At its furthest point, the Orion crew reached 406,771 km from Earth, which is a new distance record for human spaceflight.
The crew did not land on the Moon, and this is exactly what makes the mission worth analysing:
Artemis II was a stress test for the hardware, the international partnerships and the political signalling, all at the same time.
There are notably three things to keep in mind here.
Firstly, this was the very first crewed flight of NASA’s Orion spacecraft, which is the vehicle that is supposed to take astronauts down to the lunar surface from Artemis III onwards.
Secondly, Orion does not fly on its own : its life support, its power and its propulsion all come from the European Service Module built by ESA.
By design, every single Artemis mission is therefore a transatlantic mission.
Thirdly, the launch came less than two months after a successful test of China’s Long March 10A, which is precisely the rocket that is meant to send Chinese taikonauts to the Moon by 2030. The race is no longer something hypothetical.
From cooperation to multipolar disorder
Space governance went through four main phases. The first one, just after Sputnik, was an unregulated bipolar competition.
The second one was anchored by the 1967 Outer Space Treaty (OST), today signed by more than 110 countries, and established space as res communis, meaning a common heritage with no national appropriation, no militarisation, and no territorial claims allowed. The third phase, between roughly 1990 and 2010, was a phase of cooperation symbolised by the International Space Station.
We are now in a fourth phase, which can be described as multipolar disorder.
Russia is leaving the ISS, the United States created a Space Force back in 2019,
and China and Russia signed an agreement in 2021 to build their own parallel lunar base, called the International Lunar Research Station.
Since then they have managed to bring on board countries like Belarus, Pakistan, Venezuela, Egypt and South Africa into the ILRS Cooperation Organization. The dominant logic today is no longer cooperation, it is assertion.
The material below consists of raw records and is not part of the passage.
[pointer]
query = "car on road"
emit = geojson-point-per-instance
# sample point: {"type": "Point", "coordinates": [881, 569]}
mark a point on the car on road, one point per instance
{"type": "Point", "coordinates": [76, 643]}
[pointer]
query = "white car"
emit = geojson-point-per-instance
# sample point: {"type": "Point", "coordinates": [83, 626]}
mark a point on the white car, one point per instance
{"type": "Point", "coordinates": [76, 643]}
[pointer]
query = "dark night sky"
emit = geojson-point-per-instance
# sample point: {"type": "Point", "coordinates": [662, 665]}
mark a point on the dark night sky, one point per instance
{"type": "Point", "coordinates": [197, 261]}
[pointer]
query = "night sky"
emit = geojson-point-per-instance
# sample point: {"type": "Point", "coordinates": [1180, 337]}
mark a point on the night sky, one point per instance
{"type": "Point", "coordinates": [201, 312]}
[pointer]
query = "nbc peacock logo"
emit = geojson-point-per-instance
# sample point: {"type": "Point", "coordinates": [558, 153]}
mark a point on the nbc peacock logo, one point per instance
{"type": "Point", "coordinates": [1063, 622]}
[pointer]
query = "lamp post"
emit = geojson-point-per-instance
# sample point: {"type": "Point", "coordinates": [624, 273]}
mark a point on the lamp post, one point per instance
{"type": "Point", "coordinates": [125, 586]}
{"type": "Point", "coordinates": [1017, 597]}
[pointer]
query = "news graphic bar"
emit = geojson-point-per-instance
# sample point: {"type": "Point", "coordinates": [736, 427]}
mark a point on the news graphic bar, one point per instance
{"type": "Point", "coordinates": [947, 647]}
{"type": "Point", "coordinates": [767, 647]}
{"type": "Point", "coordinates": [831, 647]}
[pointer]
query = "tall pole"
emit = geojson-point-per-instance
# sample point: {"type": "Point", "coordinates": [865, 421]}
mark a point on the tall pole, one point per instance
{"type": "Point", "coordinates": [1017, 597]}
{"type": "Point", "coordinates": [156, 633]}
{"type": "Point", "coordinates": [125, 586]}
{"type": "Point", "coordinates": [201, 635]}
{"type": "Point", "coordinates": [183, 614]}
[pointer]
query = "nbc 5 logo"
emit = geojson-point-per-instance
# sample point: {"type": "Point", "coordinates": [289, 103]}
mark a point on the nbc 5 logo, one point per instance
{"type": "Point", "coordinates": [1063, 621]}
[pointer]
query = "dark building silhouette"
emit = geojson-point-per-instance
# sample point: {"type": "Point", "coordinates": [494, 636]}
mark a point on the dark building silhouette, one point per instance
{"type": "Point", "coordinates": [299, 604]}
Two blocs, two visions of the Moon
Behind all the spectacular images of the launch lies the real question, which is the following : which legal regime will end up governing lunar activity in the coming decades?
Two architectures are currently competing for that role.
On the American side, we have the Artemis Accords, drafted by NASA and the U.S. Department of State and signed by 8 founding nations in October 2020. By May 5th 2026, they had already reached 66 signatories, with Ireland being the most recent one. The Accords are based on the OST but they introduce two innovations that are heavily contested.
The first one is the right to extract space resources without this being considered as “national appropriation”, and the second one is the concept of “safety zones” around active operations, which de facto creates exclusive operating areas.
Russia and China, who are both non-signatories, see this as a unilateral reinterpretation of the 1967 treaty.

On the other side, the China–Russia ILRS. Far more centralized: in China, a single state-owned contractor (CASC) coordinates almost the entire value chain.
Beijing has already tested its Lanyue lunar lander in simulated lunar gravity, and Chang’e 7 is scheduled for the lunar south pole later this year. Where Artemis multiplies partners, the ILRS centralizes execution.
Why the South Pole matters
The new lunar race is not about flags. It is about the south polar region.
Permanently shadowed craters there are believed to contain water ice usable for drinking water, oxygen and rocket propellant, alongside rare earth elements and helium-3.
India landed in the region in 2023; China’s Chang’e 6 returned far-side samples in 2024; Chang’e 7 will attempt a south pole landing in late 2026. NASA’s Artemis III, slated for 2027, targets the same area.

Under a strict reading of the OST, no state can claim sovereignty over a lunar region. Under the Artemis Accords, a state operating in a “safety zone” can effectively exclude others from a specific site. The first crewed actor to establish a sustained presence will, in practice, set the precedent that future regimes will inherit.
The business stakes
This contest unfolds atop a maturing commercial market.
According to McKinsey Space Report,
the global space economy will be worth $1.8 trillion by 2035 (accounting for inflation), up from $630 billion in 2023.
Defense and sovereignty have emerged as the dominant growth drivers.

The European paradox is striking:
while Europe pursues strategic autonomy on AI, semiconductors and critical minerals,
the European Service Module makes every NASA lunar mission, by construction, transatlantic. The Moon is the one strategic domain where Europe has chosen integration over sovereignty.
Next steps
Artemis II was the first crewed lunar mission since Apollo 17 in 1972. It was also the clearest signal yet that the post–Cold War cooperative consensus in space is over. The next decade will not decide who reaches the Moon, both blocs will. It will decide whose rules govern what happens once they arrive.